Ce document est ensuite signé par les membres du bureau. Il doit être conservé dans un registre spécial et sert de preuve juridique des décisions prises par l’assemblée.
FAQ – 5 Questions Fréquentes sur l’Assemblée Générale
1. Une assemblée générale est-elle toujours obligatoire ?
Oui, dans la plupart des cas. L’assemblée générale ordinaire (AGO) annuelle pour l’approbation des comptes est une obligation légale pour toutes les sociétés commerciales. Pour les associations, l’obligation de tenir une AG annuelle dépend de ce que prévoient leurs statuts, mais c’est une pratique quasi systématique.
2. Qui peut participer et voter à une AG ?
Seuls les membres de l’organisation ont le droit de participer et voter. Pour une société, ce sont les associés ou actionnaires. Pour une association, ce sont les adhérents, souvent à condition d’être à jour de leur cotisation. Les statuts peuvent prévoir des conditions spécifiques.
3. Qu’est-ce que l’assemblée générale mixte (AGM) ?
Une assemblée générale mixte est une réunion unique qui traite à la fois de sujets relevant de l’AGO et de l’AGE. C’est une solution pratique pour éviter d’organiser deux réunions distinctes. Elle doit simplement respecter les règles de convocation, de quorum et de majorité applicables à chaque type de décision.
4. Peut-on tenir une AG à distance (visioconférence) ?
Oui, c’est possible, mais à deux conditions.
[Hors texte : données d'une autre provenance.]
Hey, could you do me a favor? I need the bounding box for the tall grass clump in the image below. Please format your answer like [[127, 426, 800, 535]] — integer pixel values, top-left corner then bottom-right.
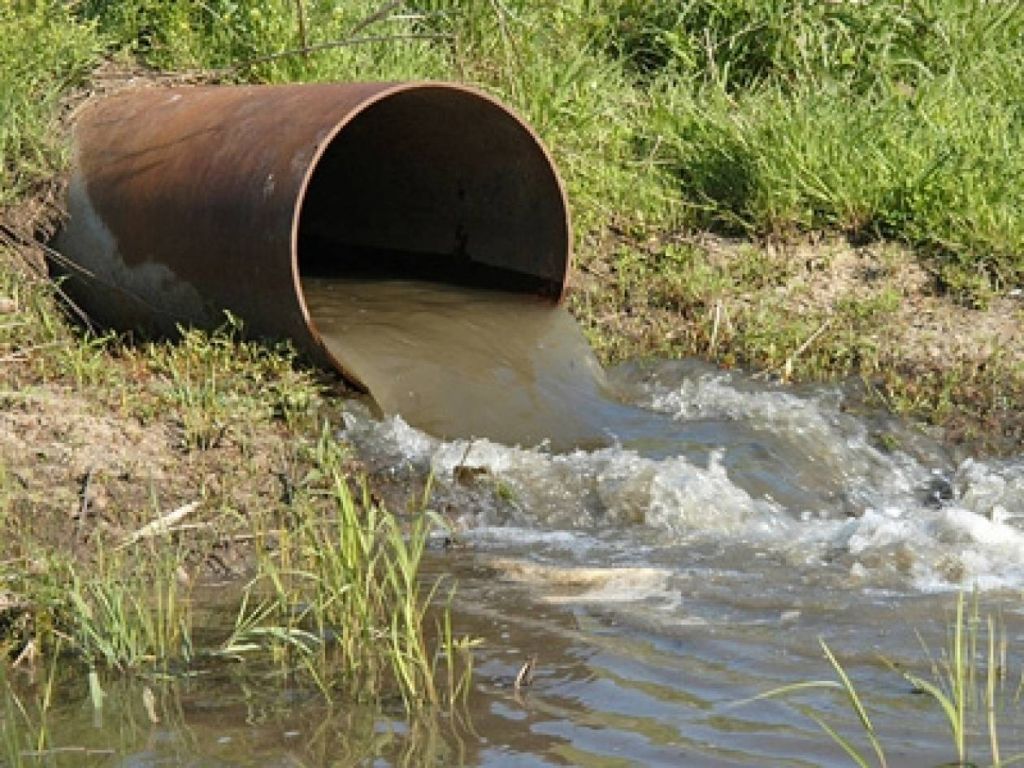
[[741, 593, 1024, 768], [634, 0, 1024, 300], [58, 542, 193, 671], [0, 0, 100, 209], [222, 436, 472, 712]]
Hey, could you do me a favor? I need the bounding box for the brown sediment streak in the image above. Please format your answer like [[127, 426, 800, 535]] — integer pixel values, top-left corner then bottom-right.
[[56, 83, 571, 382], [303, 279, 615, 451]]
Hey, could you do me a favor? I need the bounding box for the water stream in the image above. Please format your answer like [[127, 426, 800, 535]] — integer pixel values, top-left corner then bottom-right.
[[14, 281, 1024, 768], [310, 282, 1024, 765]]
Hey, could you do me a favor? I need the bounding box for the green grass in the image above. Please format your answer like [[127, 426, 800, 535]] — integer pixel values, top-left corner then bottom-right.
[[0, 2, 100, 209], [6, 0, 1024, 302], [740, 593, 1024, 768]]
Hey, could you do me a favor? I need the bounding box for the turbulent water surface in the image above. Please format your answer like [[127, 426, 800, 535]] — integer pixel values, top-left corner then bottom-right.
[[22, 282, 1024, 767], [311, 284, 1024, 765]]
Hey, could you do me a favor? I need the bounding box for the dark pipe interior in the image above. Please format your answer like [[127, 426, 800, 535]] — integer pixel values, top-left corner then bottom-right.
[[299, 86, 569, 298]]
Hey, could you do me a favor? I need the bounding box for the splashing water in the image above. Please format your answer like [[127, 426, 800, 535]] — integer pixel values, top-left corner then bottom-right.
[[311, 276, 1024, 765]]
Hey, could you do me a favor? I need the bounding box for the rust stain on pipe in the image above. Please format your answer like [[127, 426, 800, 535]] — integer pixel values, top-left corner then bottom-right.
[[56, 83, 571, 383]]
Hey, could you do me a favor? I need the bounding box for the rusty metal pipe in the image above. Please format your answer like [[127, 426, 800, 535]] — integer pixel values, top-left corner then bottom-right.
[[56, 83, 571, 382]]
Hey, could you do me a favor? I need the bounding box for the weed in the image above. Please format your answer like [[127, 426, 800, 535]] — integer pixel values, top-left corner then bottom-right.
[[741, 593, 1024, 768]]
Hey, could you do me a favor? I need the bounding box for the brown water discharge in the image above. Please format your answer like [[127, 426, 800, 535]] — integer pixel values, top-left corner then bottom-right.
[[303, 278, 622, 450]]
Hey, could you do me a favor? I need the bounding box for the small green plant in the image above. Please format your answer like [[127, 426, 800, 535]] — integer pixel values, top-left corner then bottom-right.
[[59, 546, 194, 671], [748, 593, 1024, 768]]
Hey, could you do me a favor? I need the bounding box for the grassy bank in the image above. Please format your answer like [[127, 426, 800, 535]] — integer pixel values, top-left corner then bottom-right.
[[0, 0, 1024, 449], [0, 0, 1024, 757]]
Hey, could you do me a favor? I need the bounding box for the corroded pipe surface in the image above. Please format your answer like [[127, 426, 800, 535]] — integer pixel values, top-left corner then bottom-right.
[[56, 83, 571, 382]]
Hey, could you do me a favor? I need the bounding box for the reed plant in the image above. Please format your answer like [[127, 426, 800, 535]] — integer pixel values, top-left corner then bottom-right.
[[228, 450, 473, 712], [741, 593, 1024, 768], [58, 543, 194, 671]]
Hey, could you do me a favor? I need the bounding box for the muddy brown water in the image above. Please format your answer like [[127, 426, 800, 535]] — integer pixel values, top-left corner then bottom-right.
[[14, 281, 1024, 767]]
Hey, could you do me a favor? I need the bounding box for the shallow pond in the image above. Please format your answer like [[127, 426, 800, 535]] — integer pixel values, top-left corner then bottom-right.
[[6, 287, 1024, 767]]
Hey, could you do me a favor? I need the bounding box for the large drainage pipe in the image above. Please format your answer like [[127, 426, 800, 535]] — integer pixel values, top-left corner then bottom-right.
[[56, 83, 571, 384]]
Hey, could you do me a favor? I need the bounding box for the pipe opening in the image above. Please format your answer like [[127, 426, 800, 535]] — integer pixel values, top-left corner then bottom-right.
[[297, 85, 569, 296]]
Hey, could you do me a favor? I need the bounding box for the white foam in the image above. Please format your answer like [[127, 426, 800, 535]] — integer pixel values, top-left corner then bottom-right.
[[346, 376, 1024, 599]]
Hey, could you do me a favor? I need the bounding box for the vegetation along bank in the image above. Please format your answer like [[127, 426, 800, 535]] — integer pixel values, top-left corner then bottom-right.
[[0, 0, 1024, 716]]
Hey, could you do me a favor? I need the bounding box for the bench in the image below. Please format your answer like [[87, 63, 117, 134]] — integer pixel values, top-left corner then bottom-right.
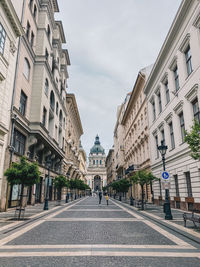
[[183, 212, 200, 227], [134, 199, 147, 209]]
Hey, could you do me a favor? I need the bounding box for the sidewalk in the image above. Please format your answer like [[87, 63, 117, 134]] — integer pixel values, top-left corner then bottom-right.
[[0, 198, 80, 231], [111, 199, 200, 242]]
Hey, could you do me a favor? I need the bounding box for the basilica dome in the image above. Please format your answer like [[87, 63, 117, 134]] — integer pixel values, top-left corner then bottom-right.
[[90, 135, 105, 154]]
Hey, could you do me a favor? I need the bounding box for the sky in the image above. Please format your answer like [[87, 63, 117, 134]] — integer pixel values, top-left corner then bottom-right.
[[56, 0, 181, 155]]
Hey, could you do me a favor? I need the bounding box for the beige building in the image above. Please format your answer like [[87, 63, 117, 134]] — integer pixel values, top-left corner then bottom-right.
[[114, 93, 131, 180], [106, 148, 115, 191], [121, 66, 152, 201], [79, 142, 87, 184], [1, 0, 83, 210], [64, 94, 83, 178], [87, 135, 107, 191], [145, 0, 200, 210], [0, 0, 24, 211]]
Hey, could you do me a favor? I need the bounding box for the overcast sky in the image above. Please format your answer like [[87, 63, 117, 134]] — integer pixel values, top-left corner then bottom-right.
[[56, 0, 181, 158]]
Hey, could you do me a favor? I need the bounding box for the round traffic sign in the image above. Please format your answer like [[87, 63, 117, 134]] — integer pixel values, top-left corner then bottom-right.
[[162, 172, 169, 180]]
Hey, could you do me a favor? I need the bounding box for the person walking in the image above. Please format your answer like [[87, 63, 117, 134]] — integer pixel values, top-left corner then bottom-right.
[[99, 191, 102, 204], [106, 194, 109, 205]]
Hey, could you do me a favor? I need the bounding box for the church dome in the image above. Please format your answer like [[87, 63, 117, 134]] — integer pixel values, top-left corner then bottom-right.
[[90, 135, 105, 154]]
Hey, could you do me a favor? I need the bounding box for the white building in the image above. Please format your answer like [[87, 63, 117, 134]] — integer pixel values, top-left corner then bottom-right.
[[144, 0, 200, 213], [87, 135, 107, 191], [0, 0, 23, 210]]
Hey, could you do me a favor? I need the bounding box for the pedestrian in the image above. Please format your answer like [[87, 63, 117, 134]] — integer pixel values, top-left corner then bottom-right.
[[99, 191, 102, 204], [106, 194, 109, 205]]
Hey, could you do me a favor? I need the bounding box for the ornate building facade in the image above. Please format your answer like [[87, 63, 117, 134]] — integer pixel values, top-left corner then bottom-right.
[[87, 135, 107, 191]]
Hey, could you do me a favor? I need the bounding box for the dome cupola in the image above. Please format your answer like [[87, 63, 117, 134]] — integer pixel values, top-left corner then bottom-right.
[[90, 135, 105, 154]]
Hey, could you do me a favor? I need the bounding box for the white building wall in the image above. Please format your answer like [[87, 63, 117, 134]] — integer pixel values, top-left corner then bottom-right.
[[145, 0, 200, 213]]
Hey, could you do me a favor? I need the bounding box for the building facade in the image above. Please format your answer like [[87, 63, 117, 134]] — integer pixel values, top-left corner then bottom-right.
[[114, 93, 131, 180], [121, 66, 152, 201], [106, 148, 115, 188], [0, 0, 24, 211], [87, 135, 107, 191], [144, 0, 200, 210], [1, 0, 83, 210]]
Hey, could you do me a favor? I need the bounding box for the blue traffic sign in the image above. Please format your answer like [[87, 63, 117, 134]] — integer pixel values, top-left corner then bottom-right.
[[162, 172, 169, 180]]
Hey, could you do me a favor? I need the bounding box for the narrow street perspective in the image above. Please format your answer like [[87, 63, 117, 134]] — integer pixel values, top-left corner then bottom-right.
[[0, 197, 200, 267], [0, 0, 200, 267]]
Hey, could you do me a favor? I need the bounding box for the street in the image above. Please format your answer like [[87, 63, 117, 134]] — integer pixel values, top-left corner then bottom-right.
[[0, 197, 200, 267]]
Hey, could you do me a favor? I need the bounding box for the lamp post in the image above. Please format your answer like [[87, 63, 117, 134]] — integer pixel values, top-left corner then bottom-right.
[[44, 158, 51, 210], [157, 140, 173, 220]]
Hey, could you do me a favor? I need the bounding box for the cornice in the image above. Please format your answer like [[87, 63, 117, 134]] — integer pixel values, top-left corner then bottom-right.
[[144, 0, 194, 95], [0, 0, 24, 37]]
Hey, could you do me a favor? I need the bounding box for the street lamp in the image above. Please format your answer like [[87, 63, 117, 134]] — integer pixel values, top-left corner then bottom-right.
[[44, 158, 51, 210], [157, 140, 173, 220]]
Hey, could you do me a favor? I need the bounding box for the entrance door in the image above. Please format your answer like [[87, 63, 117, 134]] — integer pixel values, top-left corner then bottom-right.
[[94, 175, 101, 191]]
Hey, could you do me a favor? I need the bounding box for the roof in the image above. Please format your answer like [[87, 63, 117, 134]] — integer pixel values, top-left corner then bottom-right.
[[90, 135, 105, 154]]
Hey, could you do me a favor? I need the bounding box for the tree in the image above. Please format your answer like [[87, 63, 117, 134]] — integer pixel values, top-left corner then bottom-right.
[[54, 175, 69, 200], [185, 120, 200, 160], [130, 170, 158, 210], [111, 179, 131, 201], [4, 157, 40, 219]]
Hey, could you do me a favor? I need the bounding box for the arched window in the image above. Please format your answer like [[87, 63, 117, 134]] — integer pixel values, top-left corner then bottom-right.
[[23, 57, 31, 80], [44, 79, 49, 95], [47, 24, 51, 41], [50, 91, 55, 111], [33, 5, 37, 19], [59, 110, 62, 126], [56, 102, 58, 115]]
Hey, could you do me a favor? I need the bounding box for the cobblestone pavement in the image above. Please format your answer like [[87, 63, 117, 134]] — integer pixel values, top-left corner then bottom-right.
[[0, 197, 200, 267]]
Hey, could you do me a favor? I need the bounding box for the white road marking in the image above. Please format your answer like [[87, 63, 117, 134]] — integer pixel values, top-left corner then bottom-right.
[[0, 244, 193, 250], [45, 217, 144, 222], [0, 199, 86, 247], [0, 250, 200, 258], [110, 203, 194, 248]]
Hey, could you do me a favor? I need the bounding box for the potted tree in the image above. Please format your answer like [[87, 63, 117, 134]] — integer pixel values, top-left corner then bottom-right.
[[54, 175, 69, 204], [130, 170, 158, 210], [4, 157, 40, 220]]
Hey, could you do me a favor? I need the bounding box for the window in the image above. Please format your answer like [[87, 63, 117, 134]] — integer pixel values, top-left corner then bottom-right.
[[152, 101, 156, 120], [161, 130, 165, 145], [23, 58, 31, 80], [13, 129, 26, 155], [47, 25, 51, 41], [42, 107, 47, 126], [45, 49, 49, 60], [169, 122, 175, 149], [59, 110, 63, 127], [56, 102, 59, 115], [174, 65, 180, 91], [50, 91, 55, 111], [33, 5, 37, 19], [19, 91, 27, 116], [185, 172, 192, 197], [29, 0, 33, 10], [44, 79, 49, 95], [0, 23, 6, 54], [192, 98, 200, 123], [185, 45, 192, 76], [26, 21, 31, 40], [174, 175, 179, 197], [158, 92, 162, 113], [155, 135, 159, 158], [179, 112, 185, 142], [165, 81, 170, 104], [31, 32, 35, 47]]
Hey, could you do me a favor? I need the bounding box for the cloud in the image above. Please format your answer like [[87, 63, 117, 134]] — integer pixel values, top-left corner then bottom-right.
[[56, 0, 181, 156]]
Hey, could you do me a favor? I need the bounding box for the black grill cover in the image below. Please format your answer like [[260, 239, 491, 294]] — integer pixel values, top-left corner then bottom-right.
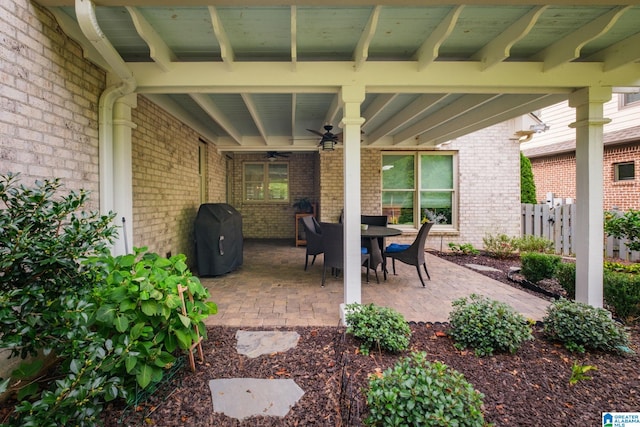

D’abord, les statuts de l’organisation doivent explicitement le prévoir. Ensuite, les moyens techniques utilisés doivent garantir l’identification des participants et leur participation effective aux débats et au vote.
5. Que se passe-t-il si le quorum n’est pas atteint ?
Si le nombre minimum de membres requis (le quorum) n’est pas présent, l’assemblée ne peut pas délibérer valablement. Aucune décision ne peut être prise. Il faut alors organiser une seconde convocation. Souvent, la loi ou les statuts prévoient des règles de quorum allégées pour cette deuxième réunion.